PEAP can still require a trusted server certificate -- getting set up with MDM is a pain, and scaling by hand is also a pain, but you can (and I do) set up my devices to require a specific valid SAN on the RADIUS connection. No extra certificate trust required, if the RADIUS server has a certificate that chains up to the default trust store.

I remain disappointed that there's no standard mechanism for mapping between an SSID and a domain name to know which SAN to trust.

[mmalone]

Just to clarify, are you describing EAP-PEAP or EAP-TTLS wrapping PEAP? I'm still learning a lot of this stuff... but, my understanding is that PEAP doesn't do TLS but TTLS + PEAP does. Right?

Fact remains, though, that users will probably bypass any certificate warnings (if allowed) and send their passwords to rogue APs. EAP-TLS mitigates this. Definitely pros & cons, but that's a clear win for EAP-TLS.

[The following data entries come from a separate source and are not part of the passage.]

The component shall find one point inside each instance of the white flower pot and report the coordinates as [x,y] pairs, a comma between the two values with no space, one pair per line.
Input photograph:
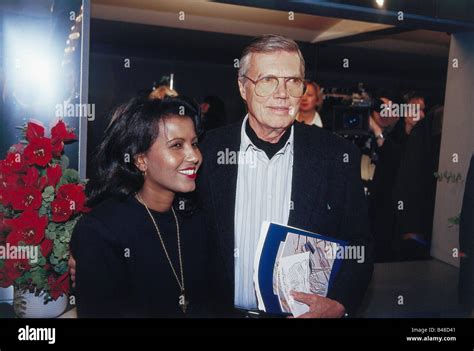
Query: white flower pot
[34,307]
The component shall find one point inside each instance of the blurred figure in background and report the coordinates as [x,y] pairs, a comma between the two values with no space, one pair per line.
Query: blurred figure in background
[311,103]
[213,113]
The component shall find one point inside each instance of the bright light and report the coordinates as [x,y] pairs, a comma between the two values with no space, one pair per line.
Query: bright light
[30,63]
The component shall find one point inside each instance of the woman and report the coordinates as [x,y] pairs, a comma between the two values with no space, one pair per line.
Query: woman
[136,254]
[310,102]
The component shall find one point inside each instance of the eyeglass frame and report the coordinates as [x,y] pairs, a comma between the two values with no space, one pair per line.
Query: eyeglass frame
[276,88]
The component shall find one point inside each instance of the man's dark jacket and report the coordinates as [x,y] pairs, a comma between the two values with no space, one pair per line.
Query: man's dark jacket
[328,198]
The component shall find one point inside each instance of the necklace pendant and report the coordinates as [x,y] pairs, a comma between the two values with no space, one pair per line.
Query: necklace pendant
[183,303]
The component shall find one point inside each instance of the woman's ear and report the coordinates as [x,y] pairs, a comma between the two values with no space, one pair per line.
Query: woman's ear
[141,162]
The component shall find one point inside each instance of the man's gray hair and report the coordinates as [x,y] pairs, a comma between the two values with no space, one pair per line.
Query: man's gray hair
[268,43]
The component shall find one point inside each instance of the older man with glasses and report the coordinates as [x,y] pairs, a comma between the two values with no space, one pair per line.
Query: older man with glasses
[287,173]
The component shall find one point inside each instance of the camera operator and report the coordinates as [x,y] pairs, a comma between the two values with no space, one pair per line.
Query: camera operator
[386,143]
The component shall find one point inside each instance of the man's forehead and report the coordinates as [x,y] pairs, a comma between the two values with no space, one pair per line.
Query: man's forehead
[279,63]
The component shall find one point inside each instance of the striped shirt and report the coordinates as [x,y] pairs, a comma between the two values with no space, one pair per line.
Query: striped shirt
[263,194]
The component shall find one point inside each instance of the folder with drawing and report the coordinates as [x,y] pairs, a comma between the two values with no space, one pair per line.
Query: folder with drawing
[291,259]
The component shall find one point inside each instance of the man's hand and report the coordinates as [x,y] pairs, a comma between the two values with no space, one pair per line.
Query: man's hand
[319,307]
[72,270]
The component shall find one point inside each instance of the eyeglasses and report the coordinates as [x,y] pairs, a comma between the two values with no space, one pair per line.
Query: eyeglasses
[266,86]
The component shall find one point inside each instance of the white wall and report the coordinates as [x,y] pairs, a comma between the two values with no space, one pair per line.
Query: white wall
[457,138]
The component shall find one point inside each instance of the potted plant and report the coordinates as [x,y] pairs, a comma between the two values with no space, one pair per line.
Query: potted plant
[41,199]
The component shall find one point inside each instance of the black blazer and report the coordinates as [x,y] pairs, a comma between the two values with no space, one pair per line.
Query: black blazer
[327,195]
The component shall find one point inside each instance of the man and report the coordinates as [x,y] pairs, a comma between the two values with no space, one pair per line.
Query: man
[286,172]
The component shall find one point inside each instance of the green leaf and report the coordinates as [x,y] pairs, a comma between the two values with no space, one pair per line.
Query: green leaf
[64,162]
[51,235]
[48,191]
[43,211]
[53,260]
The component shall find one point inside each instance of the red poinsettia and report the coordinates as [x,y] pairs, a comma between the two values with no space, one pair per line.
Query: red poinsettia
[59,285]
[61,210]
[29,178]
[53,175]
[34,130]
[14,162]
[32,178]
[8,184]
[60,133]
[25,198]
[39,151]
[28,228]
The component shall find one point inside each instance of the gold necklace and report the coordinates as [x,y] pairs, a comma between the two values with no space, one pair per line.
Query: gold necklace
[183,303]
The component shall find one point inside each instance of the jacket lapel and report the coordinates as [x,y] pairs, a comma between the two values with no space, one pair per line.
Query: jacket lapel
[307,176]
[223,188]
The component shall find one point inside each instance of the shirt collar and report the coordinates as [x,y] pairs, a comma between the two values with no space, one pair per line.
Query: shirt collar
[246,142]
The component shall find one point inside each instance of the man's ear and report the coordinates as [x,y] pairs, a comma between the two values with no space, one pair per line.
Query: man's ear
[241,89]
[140,162]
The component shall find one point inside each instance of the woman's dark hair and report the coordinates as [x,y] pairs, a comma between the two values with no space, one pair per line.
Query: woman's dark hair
[132,130]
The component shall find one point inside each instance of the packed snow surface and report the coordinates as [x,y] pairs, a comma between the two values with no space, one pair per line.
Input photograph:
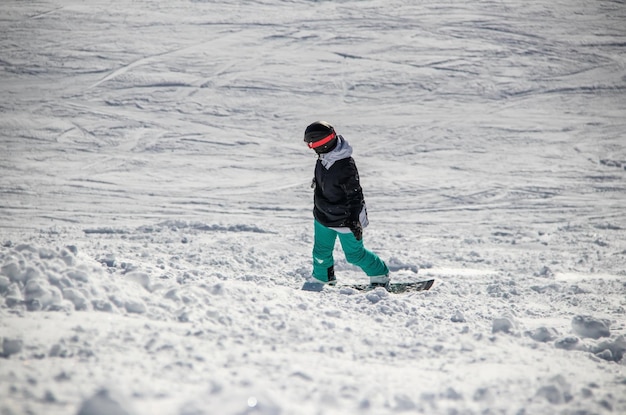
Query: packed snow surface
[155,207]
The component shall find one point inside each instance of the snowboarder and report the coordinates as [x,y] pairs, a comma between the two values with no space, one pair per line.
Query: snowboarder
[339,208]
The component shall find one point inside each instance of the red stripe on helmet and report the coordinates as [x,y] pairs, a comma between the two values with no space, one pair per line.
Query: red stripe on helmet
[323,141]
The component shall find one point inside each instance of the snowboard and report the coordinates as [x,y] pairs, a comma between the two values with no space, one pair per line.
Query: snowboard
[394,287]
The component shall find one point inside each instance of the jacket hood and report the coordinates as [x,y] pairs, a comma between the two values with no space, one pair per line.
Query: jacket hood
[343,150]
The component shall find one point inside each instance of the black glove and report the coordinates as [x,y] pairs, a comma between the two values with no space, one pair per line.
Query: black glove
[357,229]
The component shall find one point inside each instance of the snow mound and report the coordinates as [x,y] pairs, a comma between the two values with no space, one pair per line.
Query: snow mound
[36,278]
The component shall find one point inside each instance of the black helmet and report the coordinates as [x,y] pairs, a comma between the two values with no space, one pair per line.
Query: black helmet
[320,136]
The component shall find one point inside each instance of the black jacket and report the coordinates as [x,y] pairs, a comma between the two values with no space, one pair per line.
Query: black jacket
[338,195]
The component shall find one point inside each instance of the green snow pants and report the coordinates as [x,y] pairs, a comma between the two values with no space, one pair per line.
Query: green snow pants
[354,251]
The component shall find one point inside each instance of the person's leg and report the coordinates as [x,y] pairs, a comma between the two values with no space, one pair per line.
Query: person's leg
[323,262]
[356,254]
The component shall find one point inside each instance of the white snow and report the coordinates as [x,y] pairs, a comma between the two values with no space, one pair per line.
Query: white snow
[155,208]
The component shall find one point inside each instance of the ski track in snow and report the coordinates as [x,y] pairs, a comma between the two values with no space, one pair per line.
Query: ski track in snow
[155,209]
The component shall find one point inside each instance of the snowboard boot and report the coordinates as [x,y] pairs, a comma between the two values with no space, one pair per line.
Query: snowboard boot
[314,284]
[379,281]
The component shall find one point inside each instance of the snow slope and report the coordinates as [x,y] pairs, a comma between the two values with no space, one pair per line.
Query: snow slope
[155,208]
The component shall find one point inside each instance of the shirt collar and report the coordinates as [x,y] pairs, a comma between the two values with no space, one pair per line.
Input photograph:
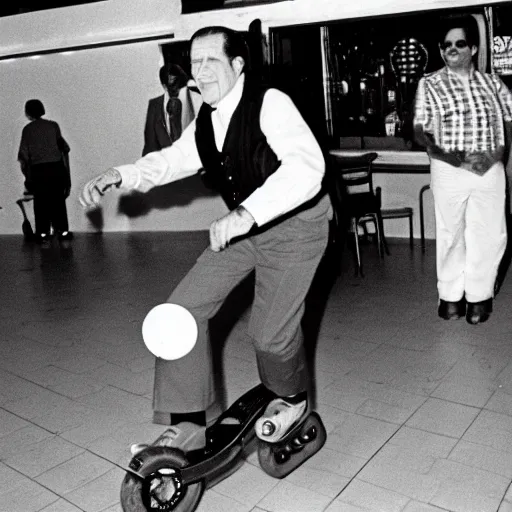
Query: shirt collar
[228,104]
[472,72]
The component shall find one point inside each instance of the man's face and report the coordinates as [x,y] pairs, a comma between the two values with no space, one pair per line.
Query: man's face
[212,70]
[173,83]
[455,50]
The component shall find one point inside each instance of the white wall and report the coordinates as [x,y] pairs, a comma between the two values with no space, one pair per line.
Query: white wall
[99,95]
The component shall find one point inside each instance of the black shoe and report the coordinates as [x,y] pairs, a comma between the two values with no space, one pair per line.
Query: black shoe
[479,312]
[452,310]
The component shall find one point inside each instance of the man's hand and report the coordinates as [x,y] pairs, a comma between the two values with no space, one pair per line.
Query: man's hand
[235,223]
[95,189]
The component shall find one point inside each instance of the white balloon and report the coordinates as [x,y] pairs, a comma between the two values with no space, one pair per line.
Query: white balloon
[169,331]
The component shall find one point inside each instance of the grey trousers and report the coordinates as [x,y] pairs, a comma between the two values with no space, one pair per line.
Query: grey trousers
[285,258]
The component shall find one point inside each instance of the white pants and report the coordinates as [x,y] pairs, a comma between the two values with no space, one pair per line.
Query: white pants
[470,230]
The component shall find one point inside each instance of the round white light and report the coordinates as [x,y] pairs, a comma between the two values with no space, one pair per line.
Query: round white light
[169,331]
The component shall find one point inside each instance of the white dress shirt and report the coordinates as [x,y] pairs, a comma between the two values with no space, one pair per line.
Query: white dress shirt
[297,179]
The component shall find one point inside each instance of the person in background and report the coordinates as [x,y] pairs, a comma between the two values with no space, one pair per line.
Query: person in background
[268,167]
[44,159]
[169,114]
[463,117]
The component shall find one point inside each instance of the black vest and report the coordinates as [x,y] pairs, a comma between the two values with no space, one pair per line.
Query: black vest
[246,160]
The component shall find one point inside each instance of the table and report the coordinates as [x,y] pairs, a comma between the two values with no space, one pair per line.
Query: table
[389,160]
[400,162]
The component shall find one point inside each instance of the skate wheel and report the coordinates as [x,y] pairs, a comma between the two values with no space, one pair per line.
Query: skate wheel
[280,459]
[160,488]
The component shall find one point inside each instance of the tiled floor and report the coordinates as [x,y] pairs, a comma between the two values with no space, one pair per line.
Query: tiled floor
[418,410]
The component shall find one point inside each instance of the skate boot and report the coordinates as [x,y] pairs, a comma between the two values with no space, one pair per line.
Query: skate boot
[184,436]
[280,417]
[289,435]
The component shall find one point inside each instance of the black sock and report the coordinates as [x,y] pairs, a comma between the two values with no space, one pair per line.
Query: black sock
[295,399]
[199,418]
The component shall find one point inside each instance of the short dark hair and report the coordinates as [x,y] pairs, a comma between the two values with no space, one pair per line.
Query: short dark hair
[467,23]
[175,72]
[34,108]
[235,44]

There are a lot of things that'd be nice to see in Wifi. Binding the SSID is an interesting one, though I suspect the folks working on this stuff were reluctant to rely on (and trust) the Web PKI CAs. If you're gonna push your own root cert, you might as well push a RADIUS SAN along with it, I guess.

[andrewaylett]

I have EAP-PEAP wrapping MSCHAPv2[1]. You might still be learning, but I suspect you already know more than I do about this stuff because I pretty much just stuck the right settings into the Unifi controller and poked at it until it started working :).

On Android, I set "use system certificates" and "Domain: radius.jumpcloud.com"[0]. On Mac, I'm given the option to verify the certificate and I can see that it chains up to their publicly-trusted CA. The vendor seems to assume that I'll be hard-coding their certificate in my MDM, but I've not needed to. The Mac wasn't happy when the certificate was rotated, but the Android and Linux devices I have were perfectly content.

My AP controller also has a valid certificate, but it's not in play. As a user, I need a username and password for MSCHAPv2, and to convince the client that the certificate is OK -- which is easy, when the client is willing to use the system trust store :). I'm not provisioning client certificates, so I don't need to generate a root for that purpose. And it's for home, so I only need to worry about provisioning for two people.

I really don't like setting trust bits on root certificates, even ones that I generated myself. Been there, would prefer a bit more certainty that I'm not being spoofed by my own leaked root certificate. I'm much happier trusting Web PKI than I am trusting anything of my own that's sufficiently accessible as to be usable for this kind of thing.

[0]: Yep, I'm using a hosted provider that's not your employer, sorry :P.

[1]: WPA-3 SAE is nice, and it would be really nice if we could use something including that for the EAP. SAE solves the spoofing issue for non-Enterprise use-cases, unless someone trusted with the key goes rogue. Per-user SAE could mean that the rogue user can only spoof themselves, I think?